審査 写真家・関東本部委員 清水哲朗
【総評】
作品内容に加え、プリントクオリティや用紙選択も評価に響くと前回の総評でお伝えしました。時間、お金、労力を惜しまず撮影した渾身の成果ですから、粗悪な仕上げや強調しすぎた色やプリンタのメンテナンス不足で順位を落とすのは余りにもったいない。今回はそれらが改善されたことで予選から見応えがありました。
甲信越は自然に恵まれ、地元に根づいた祭りや文化慣習も多く、いわば被写体の宝庫。老若男女問わず写真熱も高いため撮影対象を県外から世界にまで広げれば素晴らしい作品がコンテストに多く寄せられるのは自然の流れ。惜しくも上位には選ばれませんでしたが、山梨県民の撮る富士山は場所選びやアプローチが地元ならではで富士山との関わりも感じられ目をひきました。地元では当たり前のイメージでも他県や全国のコンテストでは高評価される作品もありますので今後も撮影、セレクト、応募とあきらめず挑戦し続けてください。

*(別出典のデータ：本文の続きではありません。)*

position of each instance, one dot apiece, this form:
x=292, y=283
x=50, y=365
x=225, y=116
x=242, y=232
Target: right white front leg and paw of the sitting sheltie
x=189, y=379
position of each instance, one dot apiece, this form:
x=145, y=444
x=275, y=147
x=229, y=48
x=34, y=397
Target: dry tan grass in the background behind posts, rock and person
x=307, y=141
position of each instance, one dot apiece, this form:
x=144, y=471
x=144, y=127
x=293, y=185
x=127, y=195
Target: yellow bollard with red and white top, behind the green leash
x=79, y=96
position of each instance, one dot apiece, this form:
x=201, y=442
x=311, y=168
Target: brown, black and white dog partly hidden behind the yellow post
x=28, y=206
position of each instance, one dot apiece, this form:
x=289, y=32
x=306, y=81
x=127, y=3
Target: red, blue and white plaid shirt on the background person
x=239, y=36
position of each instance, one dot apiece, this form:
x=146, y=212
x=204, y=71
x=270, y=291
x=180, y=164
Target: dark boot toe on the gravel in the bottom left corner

望遠で捉えた高所清掃風景。防塵マスク着用の作業員がライトに照らされていることで表情、仕草、水飛沫すべてが効果的に浮かび上がりました。輝度差が大きいと画面にメリハリがつくだけでなく作品インパクトも大きくなります。特殊環境での清掃風景が珍しかったことも高評価に繋がりましたが、遭遇してもレンズを向けるかどうかは撮影者次第。影で安全を支える作業員への感謝とリスペクトを感じる一枚です。
猛禽同士の獲物の奪い合いを迫力ある構図とシャッタータイミングで捉えています。どちらもオオタカですが、色や模様の違いから右が成鳥、左が幼鳥とわかります。先客は嘴に血がついている成鳥。そこに幼鳥が喧嘩をしかけて成鳥がギリギリ回避した珍しいシーン。この後の展開はわかりませんが、急なシャッターチャンスを逃さずものにした作者の瞬発力と高い技術力、観察力が自然界の厳しさを伝える傑作を生みました。
なぜこうなったと身を乗り出して見てしまうほど好奇心をくすぐられます。三歳児の七五三、長距離歩かねばならない、着物を汚されたら困る、ぐずられないように大好きな絵本と共になど目的達成のため親御さんが努力、工夫、配慮した結果かもしれません。カートを引いているのはお兄ちゃんかな。少ない情報から想像力をフルに働かせて写真を読もうとすること自体、作者の術中にハマっているのかもしれません。
ここまで濡れるとトンボも羽を休ませるしかありませんね。自然界を生き抜くのは悪天候を耐え忍ぶ体力と工夫、天敵から狙われない運がなければ大変なのだろうとこの一群を見て想像できます。タイトルにあえて具体的な数字を入れ込んだのは作者が被写体への興味関心があり、ずっと観察をしていたからかもしれません。写真には写らない情報をタイトルに入れることで被写体や表現世界の解像力、臨場感がグッと上がります。
梅干しの天日干しを副題に人物の人柄を巧みに描いています。見ているだけで唾液が出てきますが、ご婦人方はそれとは無縁のようで笑い声が聞こえてきそうなほど和やかな雰囲気に収まっています。現場の空気作りは撮影テクニックのひとつ。和気藹々とした場面では作者のように同じ輪に溶け込むことで自然な笑顔を引き出せます。季節を感じるタイトルには風情があり、ここからも想像力を掻き立てられました。